Hal itu terungkap saat Raswi menjadi saksi di Pengadilan Tipikor pada Pengadilan Negeri (PN) Makassar, Rabu (27/3/2024). Jaksa Penuntut Umum (JPU) Imawati awalnya menanyakan kepada saksi soal siapa yang memberi tahu dirinya tentang pembebasan lahan yang dilakukan oleh pemkot.
"Pada tahun 2013 dan 2014, (saya sempat) diberitahu bahwa ada masalah di lahan saya oleh orang kelurahan (Tamalanrea)," jawab Raswi di persidangan.
Dari keterangan saksi, diketahui bahwa awal saksi mengetahui pembebasan lahan karena pihak kelurahan menyebut ada masalah di lahan saksi.
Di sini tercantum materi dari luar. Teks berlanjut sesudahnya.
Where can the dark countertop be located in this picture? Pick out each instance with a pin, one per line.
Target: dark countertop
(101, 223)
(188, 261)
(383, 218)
Jaksa bernama Ahmad Yani kemudian memperdalam soal hal ini.
Jaksa menanyakan kapan saksi tahu pembebasan lahan. Raswi mengetahui hal itu saat mengonfirmasi lahannya bermasalah tersebut ke Pemkot Makassar untuk menanyakan status lokasinya kepada pihak pertanahan Pemkot.
"Pas (saya) sadar sudah tidak ada pembayaran PBB. Akhirnya, saya ke pemkot, tanya orang pertanahan. (Pada) saat itu saya (baru) tahu (bahwa) lokasi saya masuk dalam lahan yang dibebaskan (oleh pemkot)," jawab Raswi di persidangan.
Lebih lanjut, jaksa menanyakan tentang apakah saksi pernah menjual tanahnya kepada Pemkot. Saksi kemudian menggeleng.
"Tidak pernah (saya jual tanah ke pemkot), juga (saya) tidak pernah kuasakan tanah saya kepada orang lain," katanya.
Di akhir sesi tanya jawab antara jaksa dan saksi, Jaksa bernama Aisyah kemudian menanyakan apakah saksi merasa rugi ternyata lahannya telah menjadi aset Pemkot. Saksi pun tegas menjawab bahwa ia belum menerima ganti rugi.
"Apakah Saudara merasa dirugikan atas pembebasan lahan tersebut?," tanya Aisyah.
"Saya merasa dirugikan. Saya yang merangkumkan masalah tanah saya. Sudah capek-capek mengurus, tidak dapat uang juga," jawab Raswi.
Untuk diketahui, mantan Kabag Pemerintahan Pemkot Makassar, Sabri menjadi terdakwa korupsi pembebasan lahan industri sampah menjadi energi listrik di Tamalanrea, Makassar, pada tahun 2012, 2013, dan 2014. Ia dinyatakan bersalah mengadakan pembebasan lahan tanpa dokumen memadai dan tidak melibatkan beberapa pihak berwenang.
"Tidak adanya penelitian mengenai status hukum tanah yang haknya akan dilepaskan atau diserahkan dan dokumen yang mendukungnya, tidak adanya lembaga penilai harga tanah, tidak melibatkan panitia pengadaan tanah sebagaimana Keputusan Walikota Makassar Nomor: 590.05/452/Kep/III/2012 tanggal 8 Maret 2012, tentang Pembentukan Panitia Pengadaan Tanah Bagi Pelaksanaan Pembangunan Untuk Kepentingan Umum di Kota Makassar Tahun Anggaran 2012, khususnya pihak Kepala Kantor Pertanahan Kota Makassar," demikian dakwaan JPU seperti dikutip dari Sistem Informasi Penelusuran Perkara (SIPP) PN Makassar, Minggu (3/3).
"Akibat perbuatan Terdakwa Sabri bersama-sama dengan Muh. Yarman, M Iskandar Lewa, Abdullah Syukur Dasman, dan Abd Rahim secara melawan hukum mengakibatkan kerugian negara sebesar Rp 45.718.800.000 (sekitar Rp 45 miliar)," kata jaksa.
Dalam sidang sebelumnya, 3 pemilik lahan juga hadir untuk memberikan kesaksian. Dua di antaranya menyatakan bahwa biaya ganti rugi lahannya dipotong sebesar 50 persen oleh pemkot.
Saksi lain bernama Asdar juga memberikan kesaksian yang serupa. Ia mendapat potongan Rp 400 juta. Ia harusnya menerima ganti rugi Rp 8,2 miliar, tetapi yang ia dapat adalah Rp 7,8 miliar.
"Setengah dari Rp 9 miliar dipotong. Sisa Rp 4,5 miliar yang saya bawa pulang," kata saksi bernama Arman dalam sidang,Kamis(21/3).